Broadly, the invention solves problems associated with existing fiber-optic remote measurement probes by imaging points on, or within, a sample onto the distal end of the probe. Such an arrangement offers several advantages relative to the prior-art design depicted in FIG. 1A. First, whereas the overlap region 110 of the excitation and collection paths in the existing design is necessarily very close to the distal tip 112 of the associated fibers, the use of an optical element 202 affords a significantly greater working distance; for example, from distal end 200 to points 204 within sample 206, as shown in FIG. 2A.
The working distance may be varied through the optical arrangement, thereby providing significant flexibility in terms of physical construction. With the sampling region displaced from the distal end of the probe, the optical elements may sealed in an environment which does not make contact with the sample, thereby protecting probe components from contamination. An additional benefit is that elements used to optically modify (e.g., filters) and/or switch (e.g., shutters) can be inserted between the distal tip of the probe and the sample for enhanced system flexibility.
The invention not only allows for adjustments in terms of working distance, but enhances efficiency by multiplying the overlap of the excitation and collection paths, as better understood with reference to FIG. 2B, which illustrates a physical implementation of the design of FIG. 2A. In this case, a bundle of fibers 220 having an excitation fiber 222 disposed centrally therein is held in a fixture 224 having a distal end including a lens assembly 226, which images the ends of the fibers at a focal plane 228. Although lens assembly 226 shows a pair of opposed plano-convex lenses, other arrangements may be used depending upon the type of imaging desired. A protective transparent window 230 may be used to seal off the lens assembly 226 from the external measurement environment.
Note in FIG. 2B that by virtue of the invention, two overlap regions 240 and 242 are created on either side of a focal plane 228, thereby multiplying the amount of overlap of the excitation and collection beams, thereby enhancing efficiency. Such an arrangement is in contrast to the non-imaged version of a typical fiber-probe, as shown in FIGS. 1A-1C. Using FIG. 1A as an example, since the cone 114 associated with the excitation fiber and the cones 116 and 118 of the collection fibers are all divergent with respect to the distal tip 112 of the probe, the single region of overlap 110 is inconveniently close to the tip 112.

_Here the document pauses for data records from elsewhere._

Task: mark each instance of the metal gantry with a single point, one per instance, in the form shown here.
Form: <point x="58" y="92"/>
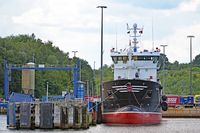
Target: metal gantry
<point x="190" y="36"/>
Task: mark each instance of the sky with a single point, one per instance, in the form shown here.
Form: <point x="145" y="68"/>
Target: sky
<point x="74" y="25"/>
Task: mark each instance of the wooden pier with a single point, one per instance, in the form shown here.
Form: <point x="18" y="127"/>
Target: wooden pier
<point x="189" y="112"/>
<point x="50" y="115"/>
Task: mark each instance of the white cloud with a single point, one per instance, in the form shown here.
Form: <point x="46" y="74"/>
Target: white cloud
<point x="179" y="45"/>
<point x="189" y="6"/>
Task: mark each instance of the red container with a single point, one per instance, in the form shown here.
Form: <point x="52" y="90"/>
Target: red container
<point x="173" y="100"/>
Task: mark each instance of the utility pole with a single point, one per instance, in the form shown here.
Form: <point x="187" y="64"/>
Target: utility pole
<point x="101" y="84"/>
<point x="190" y="36"/>
<point x="163" y="83"/>
<point x="74" y="53"/>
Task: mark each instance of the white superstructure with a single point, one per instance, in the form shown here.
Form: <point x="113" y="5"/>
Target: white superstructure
<point x="134" y="64"/>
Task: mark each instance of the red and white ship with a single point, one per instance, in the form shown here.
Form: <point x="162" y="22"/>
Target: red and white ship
<point x="134" y="96"/>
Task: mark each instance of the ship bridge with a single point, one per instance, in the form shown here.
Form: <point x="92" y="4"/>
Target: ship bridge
<point x="135" y="65"/>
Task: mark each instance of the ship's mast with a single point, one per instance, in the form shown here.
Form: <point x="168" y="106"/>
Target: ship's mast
<point x="136" y="32"/>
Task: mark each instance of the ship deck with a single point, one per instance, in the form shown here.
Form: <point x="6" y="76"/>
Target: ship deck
<point x="182" y="112"/>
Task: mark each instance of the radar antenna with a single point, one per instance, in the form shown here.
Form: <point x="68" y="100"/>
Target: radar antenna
<point x="134" y="33"/>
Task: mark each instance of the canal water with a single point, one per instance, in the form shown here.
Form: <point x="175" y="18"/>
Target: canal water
<point x="168" y="125"/>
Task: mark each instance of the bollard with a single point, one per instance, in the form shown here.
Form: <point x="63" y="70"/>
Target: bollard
<point x="85" y="123"/>
<point x="99" y="113"/>
<point x="57" y="112"/>
<point x="70" y="111"/>
<point x="37" y="115"/>
<point x="64" y="118"/>
<point x="46" y="115"/>
<point x="11" y="116"/>
<point x="77" y="117"/>
<point x="25" y="115"/>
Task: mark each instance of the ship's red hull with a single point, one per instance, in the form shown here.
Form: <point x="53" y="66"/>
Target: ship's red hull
<point x="133" y="118"/>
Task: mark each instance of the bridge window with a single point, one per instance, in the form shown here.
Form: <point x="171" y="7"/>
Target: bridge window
<point x="125" y="59"/>
<point x="114" y="58"/>
<point x="134" y="58"/>
<point x="119" y="58"/>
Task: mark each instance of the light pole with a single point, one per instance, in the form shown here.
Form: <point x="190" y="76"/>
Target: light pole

An alternative implementation of the invention is depicted in FIG. 3. Light from the excitation fiber 320 is redirected by a radial (i.e., rotationally symmetric) diffraction grating 322, causing the light to be imaged by the lens into an annular distribution that is superimposed over an annular region containing the set of images of the collection fibers. Note that a conventional axicon could also be used in place of the radial diffraction grating. The redirected light is then brought to a focus superimposed over the image of the collection fibers. In the preferred arrangement grating 322 is supported sufficiently close to the end of the excitation fiber to fill the excitation cone without also overlapping the collection cones of the collection fibers.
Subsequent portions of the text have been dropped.